The Corner

Jeffrey Rosen’s Damage Control

Rosen’s article on Sotomayor wasn’t a particularly inspiring example of journalism as traditionally practiced. I wouldn’t have run such a story myself. It had a bunch of unnamed sources saying that she’s dumb without giving any examples of said dumbness in action, and it didn’t do much to provide context or the other side of the story. I imagine that Rosen saw it as a kind of extended blog post, with further posts elaborating on the pros and cons of Sotomayor as more people contacted him. That is, I think, the only way the piece could be defended.

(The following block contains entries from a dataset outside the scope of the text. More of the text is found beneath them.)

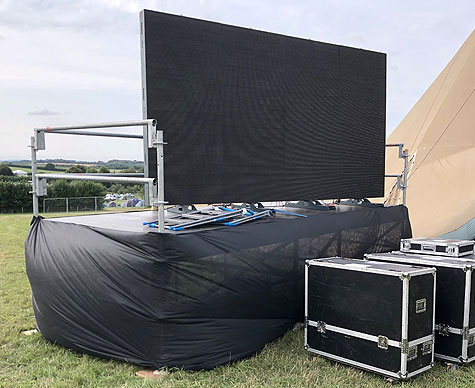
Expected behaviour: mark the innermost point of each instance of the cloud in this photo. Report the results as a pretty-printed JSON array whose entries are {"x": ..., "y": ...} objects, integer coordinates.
[{"x": 43, "y": 112}]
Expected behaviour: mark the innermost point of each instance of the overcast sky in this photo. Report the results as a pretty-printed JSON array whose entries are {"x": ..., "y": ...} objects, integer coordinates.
[{"x": 67, "y": 62}]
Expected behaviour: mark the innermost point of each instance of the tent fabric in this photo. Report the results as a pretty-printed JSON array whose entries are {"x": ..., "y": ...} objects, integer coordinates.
[
  {"x": 191, "y": 300},
  {"x": 439, "y": 133}
]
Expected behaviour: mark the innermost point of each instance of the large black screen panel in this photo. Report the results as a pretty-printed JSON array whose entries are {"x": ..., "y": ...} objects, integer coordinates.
[{"x": 255, "y": 116}]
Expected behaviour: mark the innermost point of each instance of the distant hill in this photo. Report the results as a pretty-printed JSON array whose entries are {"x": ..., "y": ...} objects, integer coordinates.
[{"x": 114, "y": 164}]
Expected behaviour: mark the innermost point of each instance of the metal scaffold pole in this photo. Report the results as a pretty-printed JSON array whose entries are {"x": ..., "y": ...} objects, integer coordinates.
[
  {"x": 160, "y": 181},
  {"x": 39, "y": 187},
  {"x": 33, "y": 176}
]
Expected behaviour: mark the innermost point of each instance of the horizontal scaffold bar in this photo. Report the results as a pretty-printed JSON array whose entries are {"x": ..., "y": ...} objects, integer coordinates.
[
  {"x": 105, "y": 134},
  {"x": 97, "y": 178},
  {"x": 114, "y": 124}
]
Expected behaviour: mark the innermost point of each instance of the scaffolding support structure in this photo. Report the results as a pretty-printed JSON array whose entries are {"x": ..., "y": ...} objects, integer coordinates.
[
  {"x": 152, "y": 138},
  {"x": 401, "y": 178}
]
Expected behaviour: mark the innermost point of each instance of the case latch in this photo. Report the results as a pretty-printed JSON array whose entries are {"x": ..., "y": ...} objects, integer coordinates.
[
  {"x": 444, "y": 330},
  {"x": 383, "y": 342},
  {"x": 421, "y": 305},
  {"x": 471, "y": 339},
  {"x": 321, "y": 327}
]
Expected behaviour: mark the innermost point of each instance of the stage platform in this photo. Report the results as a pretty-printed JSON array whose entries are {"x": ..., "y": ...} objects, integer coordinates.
[{"x": 195, "y": 299}]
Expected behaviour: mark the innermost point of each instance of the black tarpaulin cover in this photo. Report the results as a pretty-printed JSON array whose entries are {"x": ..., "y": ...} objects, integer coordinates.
[{"x": 190, "y": 300}]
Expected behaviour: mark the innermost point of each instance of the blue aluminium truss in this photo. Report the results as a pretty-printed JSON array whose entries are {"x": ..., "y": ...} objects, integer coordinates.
[{"x": 220, "y": 214}]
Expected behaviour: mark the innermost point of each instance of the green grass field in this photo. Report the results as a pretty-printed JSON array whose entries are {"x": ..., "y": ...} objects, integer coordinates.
[{"x": 31, "y": 361}]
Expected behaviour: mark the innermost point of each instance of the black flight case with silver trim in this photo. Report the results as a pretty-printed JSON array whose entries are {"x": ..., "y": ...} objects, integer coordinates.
[
  {"x": 372, "y": 315},
  {"x": 455, "y": 302},
  {"x": 438, "y": 247}
]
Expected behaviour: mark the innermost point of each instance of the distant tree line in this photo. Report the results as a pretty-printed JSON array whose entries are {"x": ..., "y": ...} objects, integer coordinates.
[{"x": 15, "y": 193}]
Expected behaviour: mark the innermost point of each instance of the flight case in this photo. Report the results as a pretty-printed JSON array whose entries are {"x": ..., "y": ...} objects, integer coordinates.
[
  {"x": 450, "y": 248},
  {"x": 455, "y": 302},
  {"x": 372, "y": 315}
]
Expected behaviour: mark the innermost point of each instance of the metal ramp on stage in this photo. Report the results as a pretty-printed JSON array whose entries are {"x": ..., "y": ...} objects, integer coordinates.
[{"x": 184, "y": 217}]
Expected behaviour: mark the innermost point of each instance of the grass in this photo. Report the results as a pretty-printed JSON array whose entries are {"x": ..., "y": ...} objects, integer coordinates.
[{"x": 31, "y": 361}]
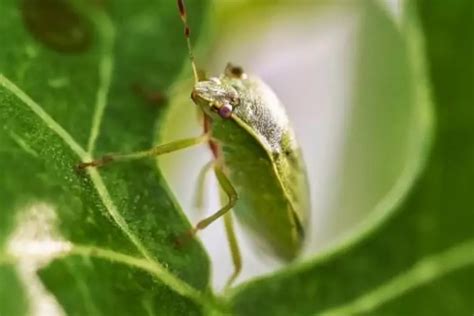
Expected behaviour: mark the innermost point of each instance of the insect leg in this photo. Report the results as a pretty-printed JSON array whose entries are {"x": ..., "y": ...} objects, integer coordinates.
[
  {"x": 234, "y": 248},
  {"x": 155, "y": 151},
  {"x": 199, "y": 193},
  {"x": 231, "y": 193}
]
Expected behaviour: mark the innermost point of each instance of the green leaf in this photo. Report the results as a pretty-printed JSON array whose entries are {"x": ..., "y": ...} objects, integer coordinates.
[
  {"x": 102, "y": 241},
  {"x": 414, "y": 254}
]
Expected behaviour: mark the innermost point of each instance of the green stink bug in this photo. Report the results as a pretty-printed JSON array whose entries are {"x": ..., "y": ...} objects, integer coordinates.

Rosen has gotten a lot of grief from the Left about that article — which, as you can see, I think is partially justified. So he is now trying to get his critics to focus their attention rightward. In reaction to today’s nomination, Rosen is claiming that other people are distorting the meaning of his article:

Conservatives are already citing my initial piece on Sotomayor as a basis for opposing her. This willfully misreads both my piece and the follow-up response. My concern was that she might not make the most effective liberal voice on the Court–not that she didn’t have the potential to be a fine justice. Questions of temperament are often overlooked, but history suggests that they are the most relevant in predicting judicial success.

This is doubly mistaken. First of all, what attracted the most attention in Rosen’s article — as any competent journalist writing it could have predicted — were the attacks on Sotomayor’s intelligence, not Rosen’s musings about her “temperament.” (Is there such a thing as a dumb temperament?) Second, most conservatives who have referred to Rosen’s article have done so to note that she has Democratic colleagues who question her intelligence. That isn’t a misreading of his article. It’s what he reported. What Rosen’s “concern” was or is, for most of us, just isn’t that important.